What I was just saying it cause you randomly just posted a thread onto my thread? But I agree with @Type B.


----------



## TriggerHappy923 (Dec 8, 2012)

TheGirlWithTheCurls said:


> _I'm an ISFP, and I keep seeing people on this site saying that ISFPs are self centered. _


I have an ISFP friends. She is so so sweet, but she is quite racist... annoyingly racist. I know, weird. The sweetest person you could know, but racist. Guess she's not really all THAT sweet. 

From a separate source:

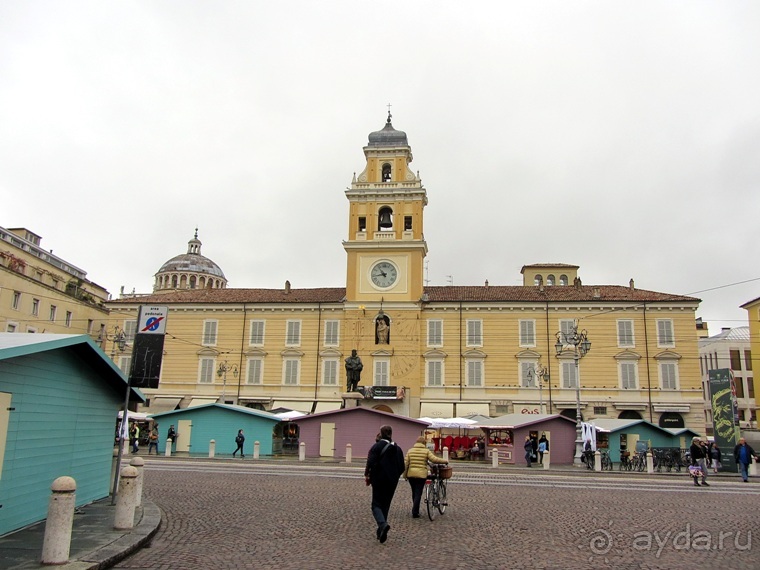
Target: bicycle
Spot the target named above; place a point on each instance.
(436, 497)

She's very kind hearted, loves children, kind of hippy-like. Flowers, world peace, I love trees, animal activist, and "save the planet" mojo. She can seem selfish at times... but who on earth isn't? I guess I'm more selfish. To me she wears a bright halo over her head... 
she's so silly too, she says she wants to say bad things, she says she says the D-word (Oh my stars!) in her head all the time these past months. Oh yeah, she's Sooooo bad. She makes me feel like a horrible person because she's so good... well except the racism... can't blame her, she's Polish. *sarcasm*


benr3600 said:


> lol, truth. Several of the ISFPs I've known who come from the "I was against consumerism/materialism/money, before it was cool" clique still have so many traits of a spoiled kid underneath everything, as they walk to the bus stop with their iphone 5 and MBP, or drive their new Prius, on the way to school that is paid for while they've never worked an hour in their life. :crazy:


 Yup yup yup, that's my ISTP friend.


----------



## mjacq (Nov 24, 2021)

I'm just being in close relation with isfp. Some "self centered" things i notice she does :

tell again and again how miserably her life, when I'm also have unfortunate event at almost the same time
have difficulty accepting others input & argument
asking for our help but at the same time not appreciating it when it's contradict her own way (come on, you can't always have you own way. Please see others perspective too, especially when you ASK for their help)

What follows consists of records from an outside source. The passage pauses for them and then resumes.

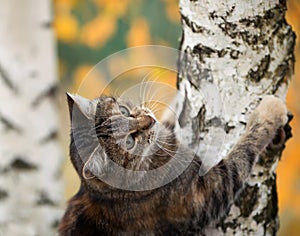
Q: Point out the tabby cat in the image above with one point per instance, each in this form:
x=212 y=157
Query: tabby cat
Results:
x=110 y=130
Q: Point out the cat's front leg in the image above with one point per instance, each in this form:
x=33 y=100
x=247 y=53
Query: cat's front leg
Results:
x=218 y=188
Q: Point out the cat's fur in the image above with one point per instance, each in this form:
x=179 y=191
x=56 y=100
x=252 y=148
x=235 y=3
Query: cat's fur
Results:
x=182 y=207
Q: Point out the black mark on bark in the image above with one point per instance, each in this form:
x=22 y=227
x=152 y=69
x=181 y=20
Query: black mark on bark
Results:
x=195 y=27
x=3 y=194
x=9 y=125
x=7 y=81
x=249 y=196
x=50 y=137
x=262 y=68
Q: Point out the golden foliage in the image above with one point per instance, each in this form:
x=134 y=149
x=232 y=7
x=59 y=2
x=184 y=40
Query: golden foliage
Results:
x=97 y=32
x=66 y=27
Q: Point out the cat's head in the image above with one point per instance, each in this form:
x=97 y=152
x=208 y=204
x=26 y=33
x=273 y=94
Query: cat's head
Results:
x=110 y=131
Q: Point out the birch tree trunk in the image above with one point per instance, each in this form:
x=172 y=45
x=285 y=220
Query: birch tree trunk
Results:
x=30 y=154
x=233 y=53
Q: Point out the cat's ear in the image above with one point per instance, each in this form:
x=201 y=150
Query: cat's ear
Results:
x=81 y=105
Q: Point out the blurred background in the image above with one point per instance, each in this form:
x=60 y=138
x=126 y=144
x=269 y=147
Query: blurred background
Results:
x=89 y=31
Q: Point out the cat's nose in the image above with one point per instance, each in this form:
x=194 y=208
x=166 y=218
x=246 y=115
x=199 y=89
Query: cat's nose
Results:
x=145 y=122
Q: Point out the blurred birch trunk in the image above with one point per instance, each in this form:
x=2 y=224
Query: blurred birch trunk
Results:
x=233 y=53
x=30 y=154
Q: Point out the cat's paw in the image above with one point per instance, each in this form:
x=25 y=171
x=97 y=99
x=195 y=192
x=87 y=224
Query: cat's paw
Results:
x=270 y=110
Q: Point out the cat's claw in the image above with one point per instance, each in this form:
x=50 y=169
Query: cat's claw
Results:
x=270 y=109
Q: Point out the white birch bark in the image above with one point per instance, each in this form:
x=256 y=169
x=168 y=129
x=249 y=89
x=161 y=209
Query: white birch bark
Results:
x=30 y=154
x=233 y=53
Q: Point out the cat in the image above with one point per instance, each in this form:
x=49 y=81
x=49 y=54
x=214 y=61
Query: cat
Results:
x=112 y=130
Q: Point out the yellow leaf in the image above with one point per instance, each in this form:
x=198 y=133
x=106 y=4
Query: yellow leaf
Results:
x=65 y=27
x=88 y=82
x=98 y=31
x=138 y=34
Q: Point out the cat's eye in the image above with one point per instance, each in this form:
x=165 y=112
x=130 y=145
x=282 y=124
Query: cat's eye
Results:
x=130 y=142
x=124 y=111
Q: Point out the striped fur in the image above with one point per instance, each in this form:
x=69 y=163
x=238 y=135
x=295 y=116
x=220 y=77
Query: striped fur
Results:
x=182 y=207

But i also notice some good traits she have :

very understandable about our emotion
observant about our preferences
very generous

I will say every person have their own flaw (including me). If you're honestly try to become a better person, please be more considerate to open your mind and digest others perspective first before giving any response. If you already do this, I think you are the not self centered isfp. And the fact that you are asking this question already become the first step & give me hope that not all isfp is self centered


----------